After all these wars and wickedness, the holy ones whom Daniel sees in this vision speak up, asking: “How long will it take for the vision to be fulfilled?” (v. 13). The holy one replied (either to the other one or to Daniel): “It will take 2,300 evenings and morning for the sanctuary to be restored/ reconsecrated.”

“How long, O Lord?”- See Ps. 6:3, Isa 6:11; Hab. 1:2; Rev. 6:10. It is a question that the saints have been asking God for millennia. So what’s the answer?

In God’s Mercy, the Time will be Limited (v. 14)

The answer to “how long?” is both precise (2,300 days, or perhaps 1,150 days, if you count the morning and evening sacrifice as one day) and it is hopeful, because it will be limited. Baldwin comments that the question “how long?” presupposes that God will limit the triumph of evil.

If we understand the time remaining as 2,300 days, this comes out to less than 3.5 years, which not only is a short time in the big scheme of history, but symbolically, it is roughly half of seven years, a period that is used for full completion. After that, the sanctuary would be restored and God’s people vindicated. This is the mercy of God; he will not test us beyond what His grace can sustain us.

We’ll look at this more next Sunday, Lord willing, but for now, this answer would have given hope to the people of Israel, especially after Antiochus desecrated the temple and they were unable to offer sacrifices on the altar. But this answer also gives hope to believers today, if we suffer persecution for the name of Christ.

Iain Duguid comments that “This chapter gives us hope in the darkest of times, in the face of the worst of our sins and failures, and against the worst attacks of Satan. In Daniel 8 we see the affirmation of God’s victory even in the face of the worst that Satan can throw at us.” For the Jews of the second century BC, it would have been Antiochus Epiphanes; for some believers today, it might be ISIS or Boko Haram. God’s sovereign purposes will never be thwarted!

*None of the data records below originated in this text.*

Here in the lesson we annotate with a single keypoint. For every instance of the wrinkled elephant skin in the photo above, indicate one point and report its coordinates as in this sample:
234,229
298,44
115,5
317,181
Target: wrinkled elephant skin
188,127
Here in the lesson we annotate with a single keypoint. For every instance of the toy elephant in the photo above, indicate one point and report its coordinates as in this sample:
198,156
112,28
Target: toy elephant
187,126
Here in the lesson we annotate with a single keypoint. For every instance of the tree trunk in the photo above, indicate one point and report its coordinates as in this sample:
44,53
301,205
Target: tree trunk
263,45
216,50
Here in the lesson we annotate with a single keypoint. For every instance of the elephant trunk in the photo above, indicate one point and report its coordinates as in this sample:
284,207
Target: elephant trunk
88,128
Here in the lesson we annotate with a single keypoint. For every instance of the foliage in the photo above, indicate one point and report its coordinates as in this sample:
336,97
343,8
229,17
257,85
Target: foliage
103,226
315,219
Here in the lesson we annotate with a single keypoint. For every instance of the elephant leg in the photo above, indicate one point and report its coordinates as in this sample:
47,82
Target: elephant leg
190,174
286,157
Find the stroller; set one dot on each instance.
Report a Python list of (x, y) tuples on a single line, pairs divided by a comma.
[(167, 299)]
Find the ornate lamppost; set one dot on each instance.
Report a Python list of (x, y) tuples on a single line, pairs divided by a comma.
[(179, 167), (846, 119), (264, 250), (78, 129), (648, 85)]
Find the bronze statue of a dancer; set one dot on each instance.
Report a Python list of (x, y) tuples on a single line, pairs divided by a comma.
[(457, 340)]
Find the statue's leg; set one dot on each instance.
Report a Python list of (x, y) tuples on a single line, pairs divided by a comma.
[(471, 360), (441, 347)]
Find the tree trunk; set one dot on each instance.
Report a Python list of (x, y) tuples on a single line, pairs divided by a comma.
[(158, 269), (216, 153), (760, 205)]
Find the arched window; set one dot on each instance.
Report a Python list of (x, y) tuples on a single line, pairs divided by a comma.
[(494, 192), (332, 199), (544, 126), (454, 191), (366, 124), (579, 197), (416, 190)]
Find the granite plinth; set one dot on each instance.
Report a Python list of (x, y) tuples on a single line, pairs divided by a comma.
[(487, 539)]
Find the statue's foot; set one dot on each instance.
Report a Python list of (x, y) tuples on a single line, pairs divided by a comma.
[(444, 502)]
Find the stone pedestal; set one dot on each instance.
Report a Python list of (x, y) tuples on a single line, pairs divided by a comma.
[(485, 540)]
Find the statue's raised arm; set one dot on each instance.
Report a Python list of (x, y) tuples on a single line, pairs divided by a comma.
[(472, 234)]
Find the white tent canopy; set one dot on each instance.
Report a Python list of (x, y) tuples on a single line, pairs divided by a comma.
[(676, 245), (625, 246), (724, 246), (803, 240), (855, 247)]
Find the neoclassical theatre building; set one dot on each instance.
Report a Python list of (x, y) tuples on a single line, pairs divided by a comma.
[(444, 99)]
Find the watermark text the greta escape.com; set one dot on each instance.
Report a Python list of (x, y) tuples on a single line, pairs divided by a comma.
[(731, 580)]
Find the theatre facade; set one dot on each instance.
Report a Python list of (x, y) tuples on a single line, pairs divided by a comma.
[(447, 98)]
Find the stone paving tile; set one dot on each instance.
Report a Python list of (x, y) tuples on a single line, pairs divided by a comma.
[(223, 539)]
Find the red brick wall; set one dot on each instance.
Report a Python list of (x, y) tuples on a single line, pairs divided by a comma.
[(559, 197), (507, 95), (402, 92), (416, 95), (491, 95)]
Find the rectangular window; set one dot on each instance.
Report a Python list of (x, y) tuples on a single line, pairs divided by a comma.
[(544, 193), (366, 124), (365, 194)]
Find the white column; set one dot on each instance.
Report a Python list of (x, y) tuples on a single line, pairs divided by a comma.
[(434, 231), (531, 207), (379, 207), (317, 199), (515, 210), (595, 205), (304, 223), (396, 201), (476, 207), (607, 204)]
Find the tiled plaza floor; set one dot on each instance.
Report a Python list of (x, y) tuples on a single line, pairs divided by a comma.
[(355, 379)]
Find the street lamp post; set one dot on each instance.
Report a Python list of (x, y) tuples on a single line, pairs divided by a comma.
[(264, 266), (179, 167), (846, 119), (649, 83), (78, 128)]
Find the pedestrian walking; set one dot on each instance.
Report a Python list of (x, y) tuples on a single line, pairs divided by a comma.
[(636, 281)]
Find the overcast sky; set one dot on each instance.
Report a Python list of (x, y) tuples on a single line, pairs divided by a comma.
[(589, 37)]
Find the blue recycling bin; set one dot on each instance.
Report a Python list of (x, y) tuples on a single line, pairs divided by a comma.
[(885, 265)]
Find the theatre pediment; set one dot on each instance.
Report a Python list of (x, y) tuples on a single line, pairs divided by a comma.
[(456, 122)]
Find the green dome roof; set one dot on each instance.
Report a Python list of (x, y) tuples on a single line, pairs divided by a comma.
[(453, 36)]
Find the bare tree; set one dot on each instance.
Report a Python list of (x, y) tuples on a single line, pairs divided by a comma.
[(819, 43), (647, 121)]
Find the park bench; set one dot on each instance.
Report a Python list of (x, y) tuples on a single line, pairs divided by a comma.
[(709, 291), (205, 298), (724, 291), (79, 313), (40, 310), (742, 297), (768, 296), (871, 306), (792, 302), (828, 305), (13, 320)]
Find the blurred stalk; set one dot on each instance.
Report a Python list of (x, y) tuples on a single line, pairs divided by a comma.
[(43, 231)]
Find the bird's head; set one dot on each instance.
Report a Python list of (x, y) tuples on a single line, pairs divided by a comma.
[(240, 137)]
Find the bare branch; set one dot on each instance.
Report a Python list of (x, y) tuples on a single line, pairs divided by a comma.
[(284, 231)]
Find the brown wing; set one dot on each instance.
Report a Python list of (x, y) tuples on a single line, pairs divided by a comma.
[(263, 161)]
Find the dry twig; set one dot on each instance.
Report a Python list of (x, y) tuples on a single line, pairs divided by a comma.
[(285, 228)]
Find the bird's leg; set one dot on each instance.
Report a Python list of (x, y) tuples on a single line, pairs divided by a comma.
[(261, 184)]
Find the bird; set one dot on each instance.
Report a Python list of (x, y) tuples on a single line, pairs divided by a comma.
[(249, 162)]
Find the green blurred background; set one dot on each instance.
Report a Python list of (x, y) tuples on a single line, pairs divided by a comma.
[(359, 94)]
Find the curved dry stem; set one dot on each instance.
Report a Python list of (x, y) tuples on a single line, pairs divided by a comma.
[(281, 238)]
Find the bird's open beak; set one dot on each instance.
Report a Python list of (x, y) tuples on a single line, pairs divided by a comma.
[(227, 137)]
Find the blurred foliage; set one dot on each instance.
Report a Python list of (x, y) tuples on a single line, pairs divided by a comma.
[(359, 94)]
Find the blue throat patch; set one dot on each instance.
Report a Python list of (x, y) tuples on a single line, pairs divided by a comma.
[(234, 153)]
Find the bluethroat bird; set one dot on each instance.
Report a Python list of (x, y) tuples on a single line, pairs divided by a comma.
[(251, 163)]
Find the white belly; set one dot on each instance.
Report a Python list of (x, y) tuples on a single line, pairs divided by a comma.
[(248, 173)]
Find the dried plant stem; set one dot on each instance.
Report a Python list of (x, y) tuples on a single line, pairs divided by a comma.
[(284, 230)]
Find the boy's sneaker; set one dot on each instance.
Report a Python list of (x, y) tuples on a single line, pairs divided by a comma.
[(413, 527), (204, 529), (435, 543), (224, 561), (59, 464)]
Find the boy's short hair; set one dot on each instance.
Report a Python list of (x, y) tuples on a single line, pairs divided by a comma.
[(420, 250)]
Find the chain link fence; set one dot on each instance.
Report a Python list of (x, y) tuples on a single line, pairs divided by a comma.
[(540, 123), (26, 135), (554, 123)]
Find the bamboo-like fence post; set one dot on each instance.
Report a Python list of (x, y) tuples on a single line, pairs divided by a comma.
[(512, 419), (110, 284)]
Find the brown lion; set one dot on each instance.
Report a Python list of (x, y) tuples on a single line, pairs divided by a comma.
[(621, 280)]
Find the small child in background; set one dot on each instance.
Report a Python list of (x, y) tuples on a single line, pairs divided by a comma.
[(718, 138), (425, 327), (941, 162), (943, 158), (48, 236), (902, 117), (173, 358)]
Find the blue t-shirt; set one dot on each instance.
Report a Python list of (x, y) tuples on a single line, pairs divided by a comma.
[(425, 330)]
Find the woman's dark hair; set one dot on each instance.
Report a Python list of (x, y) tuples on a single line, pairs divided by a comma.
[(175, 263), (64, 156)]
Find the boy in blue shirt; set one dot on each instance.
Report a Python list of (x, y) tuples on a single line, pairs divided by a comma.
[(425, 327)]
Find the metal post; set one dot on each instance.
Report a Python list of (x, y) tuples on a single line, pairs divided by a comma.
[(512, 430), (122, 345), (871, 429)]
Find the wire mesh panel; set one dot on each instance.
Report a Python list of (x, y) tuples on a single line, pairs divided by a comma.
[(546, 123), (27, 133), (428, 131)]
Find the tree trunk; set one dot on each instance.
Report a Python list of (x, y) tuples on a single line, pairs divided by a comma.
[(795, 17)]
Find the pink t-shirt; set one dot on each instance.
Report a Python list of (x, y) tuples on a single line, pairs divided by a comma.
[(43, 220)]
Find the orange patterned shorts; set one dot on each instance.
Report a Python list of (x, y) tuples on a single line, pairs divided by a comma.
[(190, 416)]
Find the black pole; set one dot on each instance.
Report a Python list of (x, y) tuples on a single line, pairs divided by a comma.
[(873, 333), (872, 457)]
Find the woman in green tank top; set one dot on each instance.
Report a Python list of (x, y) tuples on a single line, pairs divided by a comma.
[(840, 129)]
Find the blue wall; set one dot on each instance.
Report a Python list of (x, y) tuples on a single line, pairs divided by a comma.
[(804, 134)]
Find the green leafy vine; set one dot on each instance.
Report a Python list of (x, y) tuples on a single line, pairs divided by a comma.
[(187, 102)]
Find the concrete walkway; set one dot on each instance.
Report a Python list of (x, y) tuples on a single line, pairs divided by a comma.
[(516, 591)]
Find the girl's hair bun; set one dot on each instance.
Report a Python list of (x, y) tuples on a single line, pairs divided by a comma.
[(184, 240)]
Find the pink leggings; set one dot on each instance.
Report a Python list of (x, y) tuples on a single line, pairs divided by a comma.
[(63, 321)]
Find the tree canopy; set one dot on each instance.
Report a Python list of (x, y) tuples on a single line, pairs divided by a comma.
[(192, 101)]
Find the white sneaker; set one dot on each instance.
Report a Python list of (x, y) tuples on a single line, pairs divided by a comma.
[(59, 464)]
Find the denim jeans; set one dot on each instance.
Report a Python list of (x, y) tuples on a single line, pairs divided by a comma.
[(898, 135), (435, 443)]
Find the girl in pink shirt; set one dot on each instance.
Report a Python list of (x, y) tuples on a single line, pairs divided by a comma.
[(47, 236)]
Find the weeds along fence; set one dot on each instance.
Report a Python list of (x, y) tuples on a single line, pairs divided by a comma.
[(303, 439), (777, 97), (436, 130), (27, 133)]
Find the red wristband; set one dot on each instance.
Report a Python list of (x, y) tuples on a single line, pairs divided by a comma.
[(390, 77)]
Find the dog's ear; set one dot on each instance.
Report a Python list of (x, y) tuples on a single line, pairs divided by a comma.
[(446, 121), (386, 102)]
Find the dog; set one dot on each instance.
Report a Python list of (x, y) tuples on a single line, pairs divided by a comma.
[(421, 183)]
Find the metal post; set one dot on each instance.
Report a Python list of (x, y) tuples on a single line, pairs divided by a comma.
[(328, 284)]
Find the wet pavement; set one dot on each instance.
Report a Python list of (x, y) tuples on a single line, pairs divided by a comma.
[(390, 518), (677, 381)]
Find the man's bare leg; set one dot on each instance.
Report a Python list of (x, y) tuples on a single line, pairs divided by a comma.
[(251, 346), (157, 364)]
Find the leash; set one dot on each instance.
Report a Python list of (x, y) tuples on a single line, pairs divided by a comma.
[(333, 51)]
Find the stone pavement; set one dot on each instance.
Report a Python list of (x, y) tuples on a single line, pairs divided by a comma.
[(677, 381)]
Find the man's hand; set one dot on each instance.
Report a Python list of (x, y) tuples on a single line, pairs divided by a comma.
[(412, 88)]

And do we not see the same pattern at the cross of Christ?  Again referencing Duguid: What worse abomination could there ever be than crucifying God?  Yet at the cross, when Satan did his worst to Jesus, the final result simply brought about precisely what God had planned from the beginning of time!…Three days later, God “rebuilt” the temple that the Jews had desecrated, by raising and restoring the body of His Son from the grave….Today, through the power of the cross, the Lord is building Jews and Gentiles together as living stones into His new temple, the church, turning former rebels and enemies into God’s friends and family, through the gospel, cleansing us from our sin and rebellion (Eph. 2:14-22)

And so in the midst of warfare and wickedness on every level, we wait – in confident hope – for the final time of ultimate restoration, when Christ returns in power and in glory.  See the blessed hope in Titus 2:13-14.